Après un mois de recherche et la motivation sans faille de Mohamed A., la petite boite en métal contenant de précieuses archives familiales datant notamment de la guerre a pu être rendue à ses propriétaires.
« A qui appartiennent ces documents ? En quête permanente d’éléments métalliques ou en bois (je suis artiste), j’ai trouvé perdue au milieu d’un tas de déchets de la rue Blaes (hauteur place du Jeu de Balle), une petite boîte métallique qui n’y avait probablement pas sa place… Voici ce qu’elle contient : étoile juive en tissu, carte d’identité Rivka Kaliski, permis de conduire Maurice Courbain, carnet de mariage, carnets de notes privées, correspondance du monde entier (Etats-Unis, France, Allemagne), articles de journaux (1970), journal d’école pour les 25 ans de l’Athénée Emile Bockstael (« Le Petit Emile »), etc. Je tiens tous ces documents à votre disposition. Si vous êtes un parent ou connaissez cette famille, n’hésitez pas à me contacter moi ou la rédaction… ». Telle était ainsi stipulée l’annonce parue dans notre Regards d’octobre et qui vient de trouver une issue des plus heureuses.

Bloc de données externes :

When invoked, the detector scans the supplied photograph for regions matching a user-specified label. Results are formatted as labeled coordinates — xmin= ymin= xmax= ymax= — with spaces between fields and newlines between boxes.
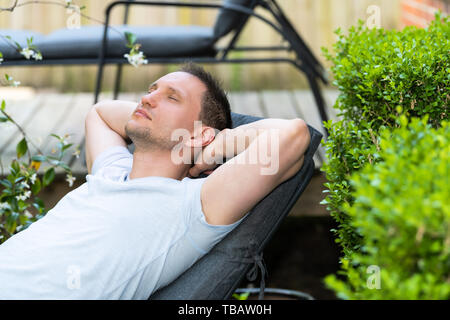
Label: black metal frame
xmin=2 ymin=0 xmax=328 ymax=134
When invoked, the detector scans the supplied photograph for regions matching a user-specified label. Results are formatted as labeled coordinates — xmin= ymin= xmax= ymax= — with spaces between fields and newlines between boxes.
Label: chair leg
xmin=306 ymin=72 xmax=328 ymax=138
xmin=94 ymin=62 xmax=105 ymax=104
xmin=113 ymin=64 xmax=122 ymax=100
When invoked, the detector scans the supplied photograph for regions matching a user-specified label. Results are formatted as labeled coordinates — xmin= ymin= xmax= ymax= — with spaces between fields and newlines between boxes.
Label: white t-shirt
xmin=0 ymin=146 xmax=243 ymax=299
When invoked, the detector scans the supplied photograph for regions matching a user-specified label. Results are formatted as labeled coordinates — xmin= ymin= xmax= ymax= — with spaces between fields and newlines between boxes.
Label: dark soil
xmin=240 ymin=216 xmax=339 ymax=300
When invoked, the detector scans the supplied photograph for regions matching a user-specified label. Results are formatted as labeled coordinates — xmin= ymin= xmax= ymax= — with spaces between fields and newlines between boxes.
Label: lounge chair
xmin=0 ymin=0 xmax=328 ymax=132
xmin=149 ymin=113 xmax=322 ymax=300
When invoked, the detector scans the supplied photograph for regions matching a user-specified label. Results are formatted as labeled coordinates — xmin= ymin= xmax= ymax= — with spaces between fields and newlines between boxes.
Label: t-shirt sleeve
xmin=92 ymin=146 xmax=133 ymax=175
xmin=183 ymin=178 xmax=246 ymax=254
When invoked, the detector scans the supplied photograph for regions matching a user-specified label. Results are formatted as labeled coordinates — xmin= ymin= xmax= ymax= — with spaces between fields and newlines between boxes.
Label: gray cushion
xmin=149 ymin=113 xmax=322 ymax=300
xmin=214 ymin=0 xmax=255 ymax=38
xmin=0 ymin=26 xmax=216 ymax=60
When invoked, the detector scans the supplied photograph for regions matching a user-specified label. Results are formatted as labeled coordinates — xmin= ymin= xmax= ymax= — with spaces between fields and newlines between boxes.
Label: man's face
xmin=125 ymin=72 xmax=206 ymax=150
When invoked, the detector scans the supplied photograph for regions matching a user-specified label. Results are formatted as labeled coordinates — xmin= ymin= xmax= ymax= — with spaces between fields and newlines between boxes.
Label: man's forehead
xmin=150 ymin=71 xmax=206 ymax=93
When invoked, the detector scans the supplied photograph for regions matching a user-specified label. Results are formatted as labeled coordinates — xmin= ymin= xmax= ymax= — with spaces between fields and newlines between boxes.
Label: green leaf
xmin=16 ymin=138 xmax=28 ymax=159
xmin=50 ymin=133 xmax=61 ymax=140
xmin=61 ymin=143 xmax=73 ymax=151
xmin=31 ymin=154 xmax=47 ymax=162
xmin=125 ymin=31 xmax=136 ymax=46
xmin=31 ymin=177 xmax=42 ymax=195
xmin=43 ymin=168 xmax=55 ymax=187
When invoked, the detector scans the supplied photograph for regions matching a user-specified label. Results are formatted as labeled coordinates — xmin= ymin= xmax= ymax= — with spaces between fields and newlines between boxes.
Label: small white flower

Reprenons depuis le début pour ceux qui auraient manqué quelques épisodes de cette magnifique histoire. Au mois de septembre dernier, notre rédaction reçoit copie d’un mail adressé à Judith Kronfeld, de l’Union des déportés, dans lequel un certain Mohamed A. explique avoir retrouvé, au hasard de ses recherches de matériel pour pratiquer son art, une petite boîte en métal remplie de toutes sortes de documents familiaux. « Ce que j’ai trouvé abandonné dans ‘le quartier du jeu de balle’, devrait être rendu aux héritiers de cette famille ou à qui de droit, car cela fait partie intégrante probablement du patrimoine de celle-ci », nous confiait-il alors. « En découvrant l’étoile « maudite » et son épingle, j’ai tout de suite compris que cet objet avait certainement sa place ailleurs que dans une déchetterie improvisée dans une rue du centre de la capitale internationale que nous habitons ! » Recontacté par nos soins, Mohamed A. accepte notre proposition de mettre une petite annonce pour retrouver le fameux propriétaire de ces documents, qu’il a même pris la peine de scanner et de ranger dans un classeur.
Très touchés par son initiative et sans vouloir le décevoir, nous le prévenons toutefois que peut-être personne ne répondra, mais notre homme semble confiant. Les réponses à son appel seront d’ailleurs nombreuses, l’annonce fera réagir jusque Glasgow. Si certains croient y voir d’abord un lien entre Rivka Kaliski et la célèbre famille de peintres, il n’en sera finalement rien. « J’ai continué mes recherches tous azimuts », nous précisait Mohamed A. il y a quelques jours, « ce qui m’a conduit à contacter le Musée juif de Malines. Le nom de Monsieur Coeurnelle ayant été cité, j’ai trouvé ses coordonnées sur Internet et j’ai appelé… ».
Le Monsieur Coeurnelle en question se souvient en effet avoir il y a peu mis de l’ordre dans sa maison, « c’est par imprudence que tous ces documents se sont retrouvés là », déplore-t-il, très satisfait de les avoir récupérés. Mohamed A. n’aura pas eu l’occasion de rencontrer la fille de Rivka Kaliski, Nicole Courbain, souffrante, mais a tout remis en mains propres à son mari, « même le stylo provenant du Pérou ! », insiste-t-il. « A ceux qui oseront encore me dire que tout cela n’a pas existé, je leur dirai moi que j’ai eu cette étoile entre les mains ! », nous confie-t-il. « Cette histoire a eu une belle fin et montre qu’un Homme égale un Homme sur cette terre ».